Ugh, I have no good options: change and be miserable, with myself, stay the same and make my parents miserable, run away, stay...
WHAT SHOULD I DO?!?!?!??!
|josh1||Posted - 13 December 2010 23:26
It seems you tought yourself how to live with the situation. Its best I would think to stick it out. You are almost done with school, then you can go away for seminary and college...in the meantime it may be important to find someone that you can confine in. Maybe your friends have someone they know of that they were able to confide in.
You should know that many people are in your shoes, where they dont feel like they can talk to their parents about things...
Im sure that you see whats wrong and one day you are going to be a great mother to your children.
Hang in there!
|soulrebel||Posted - 17 January 2011 23:43
I sort of found this family, I spend more non school hours with them than my real family. They are thrilled to pieces with my mere BREATHING, and I cheer thtm up and eat their Food (it's called "leftover prevention"). It's kind of hard for me to go away from them, but I figure that they need time to themselves, to bicker over who will do the laundry and all that stuff families do in private.
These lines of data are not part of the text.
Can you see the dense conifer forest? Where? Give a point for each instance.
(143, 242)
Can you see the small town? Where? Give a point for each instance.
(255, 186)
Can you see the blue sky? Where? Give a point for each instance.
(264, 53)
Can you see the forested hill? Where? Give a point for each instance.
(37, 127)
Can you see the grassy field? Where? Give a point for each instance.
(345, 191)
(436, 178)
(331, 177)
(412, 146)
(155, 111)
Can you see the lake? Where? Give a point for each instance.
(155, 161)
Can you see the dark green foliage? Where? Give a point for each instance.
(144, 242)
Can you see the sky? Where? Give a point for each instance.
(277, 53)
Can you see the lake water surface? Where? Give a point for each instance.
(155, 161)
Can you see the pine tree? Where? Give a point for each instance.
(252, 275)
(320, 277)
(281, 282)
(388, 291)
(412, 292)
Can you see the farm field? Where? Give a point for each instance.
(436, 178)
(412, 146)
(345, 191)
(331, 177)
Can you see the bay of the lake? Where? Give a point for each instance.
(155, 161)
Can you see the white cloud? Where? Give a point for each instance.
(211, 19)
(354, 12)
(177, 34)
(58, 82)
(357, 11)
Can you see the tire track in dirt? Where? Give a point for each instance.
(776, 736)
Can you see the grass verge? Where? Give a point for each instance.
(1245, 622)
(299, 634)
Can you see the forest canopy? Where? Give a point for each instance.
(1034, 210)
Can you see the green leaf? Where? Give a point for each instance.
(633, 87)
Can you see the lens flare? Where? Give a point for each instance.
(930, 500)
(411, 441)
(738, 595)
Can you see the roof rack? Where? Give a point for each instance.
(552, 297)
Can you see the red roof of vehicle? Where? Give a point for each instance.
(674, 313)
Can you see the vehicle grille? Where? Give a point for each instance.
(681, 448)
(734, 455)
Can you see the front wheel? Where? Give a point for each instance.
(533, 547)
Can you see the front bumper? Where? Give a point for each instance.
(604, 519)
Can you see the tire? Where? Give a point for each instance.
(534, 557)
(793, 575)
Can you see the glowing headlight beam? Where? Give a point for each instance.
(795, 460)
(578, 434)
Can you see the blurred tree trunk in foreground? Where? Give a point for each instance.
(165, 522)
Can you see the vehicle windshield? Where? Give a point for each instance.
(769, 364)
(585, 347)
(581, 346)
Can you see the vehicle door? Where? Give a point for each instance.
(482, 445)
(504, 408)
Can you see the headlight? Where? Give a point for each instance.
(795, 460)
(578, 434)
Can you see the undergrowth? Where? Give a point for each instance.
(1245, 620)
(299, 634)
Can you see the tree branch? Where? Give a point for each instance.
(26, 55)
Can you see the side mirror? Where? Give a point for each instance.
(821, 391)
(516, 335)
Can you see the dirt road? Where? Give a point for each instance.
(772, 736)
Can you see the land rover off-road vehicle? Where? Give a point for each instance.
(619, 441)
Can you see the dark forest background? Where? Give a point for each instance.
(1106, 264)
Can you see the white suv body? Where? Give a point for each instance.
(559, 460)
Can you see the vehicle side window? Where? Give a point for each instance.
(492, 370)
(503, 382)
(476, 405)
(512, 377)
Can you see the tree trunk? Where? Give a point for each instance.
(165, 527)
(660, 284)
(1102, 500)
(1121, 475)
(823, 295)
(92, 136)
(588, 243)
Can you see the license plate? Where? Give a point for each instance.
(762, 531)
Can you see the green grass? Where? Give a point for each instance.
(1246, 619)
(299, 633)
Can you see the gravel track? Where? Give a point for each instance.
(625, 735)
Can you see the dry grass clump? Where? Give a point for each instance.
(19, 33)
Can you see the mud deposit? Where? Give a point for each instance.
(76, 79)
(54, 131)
Non of my friends had designated "people to confide in." most of them just sort of roamed around in big packs of teenagers, had to grow up, messed up, and are now trying to get it together. I call them "self made", because they kind of raised themselves. Even my nonjewish pal who seems to have it all is very self-raised because the parents were always at work (now ones been laid off). Where were/are everyones parents?
I am frightened to death in regards to any children of mine. Unless I marry a total saint so the genes cancel out, they will be exactly what I deserve... But I don't care, they can do whatever they want as long as it's legal, far better that they do whatever it will be in the open...like, I'd try to instill something in them, but if that doesn't work, it's going to be time to move to plan #2, I don't stick with something that consistently fails. I kind of feel like I'd just want them to be able to survive in the world, be decent human beings...I'll end up with a bunch of loudmouths hanging out on the living room and a shuir in the kitchen and a bunch of random strangers passing through and eating all my food. You know, assuming I'd have any kids.